Satellite Shootdown Suprised Planners

Satellite shootdown shows experts don't know a lot about what happens in space.

ByABC News
February 10, 2009, 7:43 PM

March 25, 2008 — -- The recent missile takedown of an ailing U.S. satellite showed that there's still a lot the experts don't know about what happens in space.

"We didn't predict an explosion," says Rear Adm. Brad Hicks, U.S. Navy manager of the Aegis air and space defense program. "But the hydrazine tank did burn for tens of seconds. [The impact] also created smaller pieces than we had predicted. What's still up there [is so small that] it is not showing up in the debris field."

But now that the shootdown has been done once, the capability – which took six weeks to put together – possibly could be duplicated even faster.
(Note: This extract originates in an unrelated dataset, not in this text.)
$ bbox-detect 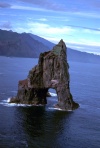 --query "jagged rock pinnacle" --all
[10,39,79,110]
While U.S. officials say it was a one-time event, they also say they learned a lot that might not have to be repeated for a second anti-satellite (ASAT) mission.

"I wouldn't tell you that [we can't intercept a new space target in less than six weeks]," Hicks says. How quickly an ASAT capability can be reconstituted "depends on the object, how we characterize the orbit and what we understand about the object [and whether we're] killing the satellite or killing something inside the satellite," he says.

There were unexpected obstacles. "[The dead satellite] was not stable," Hicks says. "It was rolling and tumbling and [its gyration] wasn't always the same from one orbit to another, which added to the technical challenge. We tried for six weeks to see what was predictable about what it was doing each orbit, and we just couldn't do it."

As a result, gathering radar and infrared information on the satellite was crucial and the results are considered a huge incentive to rapidly integrate the nation's sensors that are capable of characterizing objects in space.

"We needed everything to come together to give us the knowledge we needed. It was a totally dead satellite [so there was no maneuvering]," Hicks says. "There were early warning radars. There also were sensors in space. The problem is to not integrate too much. It can rapidly become unaffordable. We're looking at the after action reports and STRATCOM is to pull together [recommendations on future radar integration]."